Sammlung der Entscheidungen des Schweizerischen Bundesgerichts
Collection des arrêts du Tribunal fédéral suisse
Raccolta delle decisioni del Tribunale federale svizzero

BGE 100 IB 351



100 Ib 351

63. Urteil der I. Zivilabteilung vom 5.November 1974 i.S. Brasserie de
Haacht SA gegen Eidgenössisches Amt für geistiges Eigentum. Regeste

    Verwaltungsgerichtsbeschwerde.

    Zulässigkeit einer bedingten Beschwerde (Erw. 1) sowie von neuen
Vorbringen, die vor Erlass des angefochtenen Entscheides hätten geltend
gemacht werden können (Erw. 3).

    Markenrecht.

    Madrider Abkommen (Fassung von Nizza 1957), Art. 5 Abs. 1; Pariser
Verbandsübereinkunft (Fassung von Lissabon), Art. 6 quinquies lit.
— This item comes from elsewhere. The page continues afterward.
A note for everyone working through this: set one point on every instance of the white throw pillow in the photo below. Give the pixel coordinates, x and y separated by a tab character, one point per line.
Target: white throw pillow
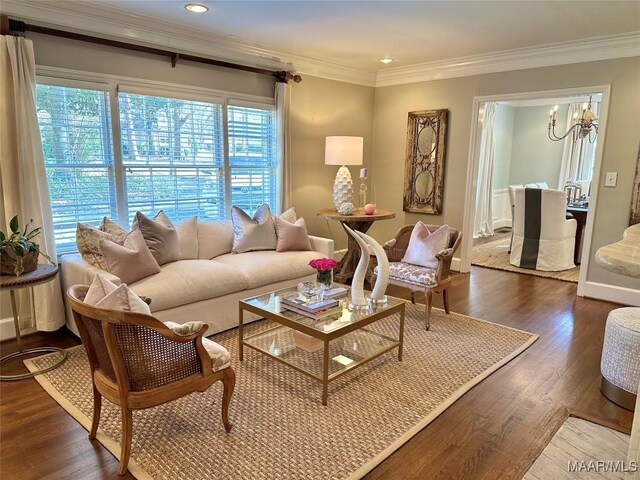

B,
6 quinquies lit. C; Art. 14 Abs. 1 Ziff. 2 MschG. Schutzvoraussetzung
einer geographischen Herkunftsbezeichnung (Erw. 2).

    Ausnahmsweise Schutzfähigkeit eines international hinterlegten Zeichens
in der Schweiz, das nur im Ursprungsland Verkehrsgeltung erlangt hat
(Erw. 4).

Sachverhalt

    A.- Die Brasserie de Haacht SA ist Inhaberin der beim Bureau
Bénélux des Marques eingetragenen Wortmarke "Haacht". Sie hinterlegte
das für Getränke und namentlich für Bier bestimmte Zeichen auch beim
Internationalen Amt für geistiges Eigentum.

    Mit Verfügung vom 22. Januar 1974 verweigerte das Amt dieser Marke
vorläufig den Schutz. Es führte zur Begründung insbesondere aus, die
Bezeichnung "Haacht" sei eine nicht unterscheidungskräftige belgische
Herkunftsangabe, die für Erzeugnisse anderen Ursprungs täuschend sei.
Gleichzeitig forderte es die Gesuchstellerin auf, nachzuweisen, dass sich
das Wort Haacht durch langen und unangefochtenen Gebrauch als Kennzeichen
ihrer Erzeugnisse durchgesetzt habe.

    B.- Da die Brasserie de Haacht SA innert der ihr anberaumten
dreimonatigen Frist eine Durchsetzung der Marke im Verkehr nicht geltend
machte, verweigerte das Amt am 22. Mai 1974 die Eintragung endgültig.

    C.- Die Brasserie de Haacht SA beantragt mit
Verwaltungsgerichtsbeschwerde, die Verfügung des Amtes aufzuheben und
die Marke "Haacht" in der Schweiz zu schützen. Das Amt beantragt, auf
die Beschwerde nicht einzutreten, eventuell sie abzuweisen.

    Mit Verfügung vom 17. Juli 1974 trat es auf ein Wiedererwägungsgesuch
der Beschwerdeführerin vom 5. Juli 1974 nicht ein.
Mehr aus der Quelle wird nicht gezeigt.